(457c) Continuous Learning of the Value Function Utilizing Deep Reinforcement Learning to be Used As the Objective in Model Predictive Control | AIChE

(457c) Continuous Learning of the Value Function Utilizing Deep Reinforcement Learning to be Used As the Objective in Model Predictive Control

Authors 

Hedrick, E., West Virginia University
Bhattacharyya, D., West Virginia University
Reinforcement learning (RL), a machine learning technique, and model predictive control (MPC) possess an inherent synergy in the manner in which they function. There are many examples in open literature of the integration of RL and MPC. The most common methods evaluate high-level or meta RL in conjunction with MPC as opposed to implementation at the level of control execution [1]. It is often the case that for this high-level implementation, the focus is on tuning of internal weights and hyperparameters of the controller structure itself [2], [3]. RL can also be utilized to modify the objective function of the MPC. In this way, an approximation of an infinite horizon MPC may be derived with the value function (a linear approximation as opposed to an ANN) of the RL algorithm acting as a terminal cost [4], [5]. This approach can allow for a multi-step return to be used in the update procedure for the RL algorithm, taking advantage of the similar structure of the MPC prediction horizon and the return of the RL’s value function. This generally points to a problem (even in simple cases) in RL sample inefficiency, which is discussed widely in the literature [6]

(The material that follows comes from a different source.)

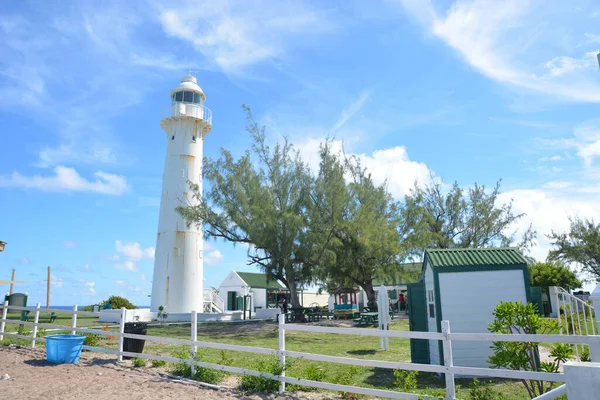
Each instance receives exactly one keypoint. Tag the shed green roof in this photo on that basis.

The work presented here investigates implementing RL with existing MPC frameworks. Selection of MPC for combination with RL is not arbitrary. Two specific aspects of MPC are advantageous for such a combination- the use of a value function and the use of a model. Direct use of a value function in MPC (VF-MPC) as the objective function maintains the structure of the MPC policy in terms of constraint formulation but may be limited in the selection of optimization solver. That is dependent on the form of the value function approximation. The use of a model in MPC is also useful in that, by solving for the optimal trajectory, a projected view of the expected reward is gained. While this information can be inaccurate based on the current value function, it can allow for accelerated learning.

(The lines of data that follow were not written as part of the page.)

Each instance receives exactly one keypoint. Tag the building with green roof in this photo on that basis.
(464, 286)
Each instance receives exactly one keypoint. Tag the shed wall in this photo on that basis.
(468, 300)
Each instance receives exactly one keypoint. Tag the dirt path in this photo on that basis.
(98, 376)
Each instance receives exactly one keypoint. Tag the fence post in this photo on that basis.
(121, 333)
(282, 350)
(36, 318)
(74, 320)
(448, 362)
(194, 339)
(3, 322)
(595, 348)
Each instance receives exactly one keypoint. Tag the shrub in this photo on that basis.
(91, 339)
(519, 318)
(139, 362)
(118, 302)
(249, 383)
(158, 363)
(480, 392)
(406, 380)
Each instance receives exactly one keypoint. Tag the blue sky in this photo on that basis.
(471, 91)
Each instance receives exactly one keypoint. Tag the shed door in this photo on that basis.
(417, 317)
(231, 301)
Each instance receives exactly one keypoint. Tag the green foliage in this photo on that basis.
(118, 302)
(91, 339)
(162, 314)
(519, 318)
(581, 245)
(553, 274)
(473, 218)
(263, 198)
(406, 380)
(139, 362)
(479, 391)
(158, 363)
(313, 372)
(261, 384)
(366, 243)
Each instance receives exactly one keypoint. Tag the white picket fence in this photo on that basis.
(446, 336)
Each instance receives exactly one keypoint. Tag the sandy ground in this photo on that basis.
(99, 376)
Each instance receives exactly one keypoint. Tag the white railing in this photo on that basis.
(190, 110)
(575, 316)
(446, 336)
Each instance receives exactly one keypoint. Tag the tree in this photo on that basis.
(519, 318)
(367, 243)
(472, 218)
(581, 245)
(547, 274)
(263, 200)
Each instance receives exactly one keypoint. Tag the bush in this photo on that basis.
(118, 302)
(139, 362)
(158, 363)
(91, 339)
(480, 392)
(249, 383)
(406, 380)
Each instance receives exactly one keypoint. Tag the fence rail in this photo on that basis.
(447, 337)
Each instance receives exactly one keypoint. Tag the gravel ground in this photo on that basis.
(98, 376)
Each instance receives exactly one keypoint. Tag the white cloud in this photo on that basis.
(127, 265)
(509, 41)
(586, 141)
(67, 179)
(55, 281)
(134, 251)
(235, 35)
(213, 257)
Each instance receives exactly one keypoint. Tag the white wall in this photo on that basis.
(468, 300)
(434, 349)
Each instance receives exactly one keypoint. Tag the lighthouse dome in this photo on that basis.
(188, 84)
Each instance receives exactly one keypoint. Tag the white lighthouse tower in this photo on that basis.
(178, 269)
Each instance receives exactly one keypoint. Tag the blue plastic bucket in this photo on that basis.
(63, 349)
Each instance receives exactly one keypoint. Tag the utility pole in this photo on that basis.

The most current RL algorithms for application to continuous systems generally make use of NNs as the basis function. However, this presents potential issues with second order optimization methods for use in the VF-MPC algorithm. Most continuous RL algorithms adopt an actor-critic structure to circumvent this issue, such as the DDPG [7] or TD3 [8]. The work develops an approach for adapting the actor-critic structure to the value function, while maintaining the advantages of MPC. In addition, a common shortcoming found within most RL algorithms is the sensitivity of the algorithm to its own learning parameters. For the structure of the VF-MPC algorithm, the most significant parameter is the length of learned projection. This work develops an approach for meta-learning of the optimal parameter for a given case study, while also deriving an effective value function. This algorithm will be evaluated by applying it to the classic double integrator and an industrial SCR unit, a time-varying time-delay system where the traditional MPC has poor performance [2].

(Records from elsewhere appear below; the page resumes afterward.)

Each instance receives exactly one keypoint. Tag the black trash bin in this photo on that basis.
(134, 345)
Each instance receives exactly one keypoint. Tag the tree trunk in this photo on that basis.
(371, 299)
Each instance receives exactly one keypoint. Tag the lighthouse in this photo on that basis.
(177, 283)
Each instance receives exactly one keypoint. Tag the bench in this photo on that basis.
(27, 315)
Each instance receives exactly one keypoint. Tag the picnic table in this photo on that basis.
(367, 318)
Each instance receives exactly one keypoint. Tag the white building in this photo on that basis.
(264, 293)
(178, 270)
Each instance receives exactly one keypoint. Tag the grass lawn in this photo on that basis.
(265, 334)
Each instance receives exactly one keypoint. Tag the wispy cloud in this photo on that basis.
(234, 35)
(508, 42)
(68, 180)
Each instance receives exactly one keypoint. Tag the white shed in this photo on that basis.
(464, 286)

Following with these points, the main contributions of this work are:

  • The proposal of a combination of RL and MPC in which the learned value function is used as the cost function for the MPC. This formulation yields an optimal MPC with respect to the reward function.
  • A key contribution is the proposal of the use of the optimized trajectory from the MPC to accelerate learning, along with analysis of how the search depth in the trajectory affects the rate of learning.
  • The proposal of two algorithms employing these concepts: VFMPC(0), using the one step return in order to learn the cost function, and VFMPC(n), using the optimal trajectory to learn on the n-step return subject to the dynamics of the controller model.
  • These algorithms and their performance are exhibited on two process control examples.


[1] O. Dogru et al., “Reinforcement Learning in Process Industries : Review and Perspective,” 2 IEEE/CAA J. Autom. Sin., vol. 11, no. 2, pp. 1–19, 2024, doi: 10.1109/JAS.2024.124227.

[2] E. Hedrick, K. Hedrick, D. Bhattacharyya, S. E. Zitney, and B. Omell, “Reinforcement learning for online adaptation of model predictive controllers: Application to a selective catalytic reduction unit,” Comput. Chem. Eng., vol. 160, p. 107727, 2022, doi: 10.1016/j.compchemeng.2022.107727.

[3] S. Gros and M. Zanon, “Data-driven economic NMPC using reinforcement learning,” IEEE Trans. Automat. Contr., vol. 65, no. 2, pp. 636–648, Feb. 2020, doi: 10.1109/TAC.2019.2913768.

[4] Y. Yang and S. Lucia, “Multi-step greedy reinforcement learning based on model predictive control,” IFAC-PapersOnLine, vol. 54, no. 3, pp. 699–705, 2021, doi: 10.1016/j.ifacol.2021.08.323.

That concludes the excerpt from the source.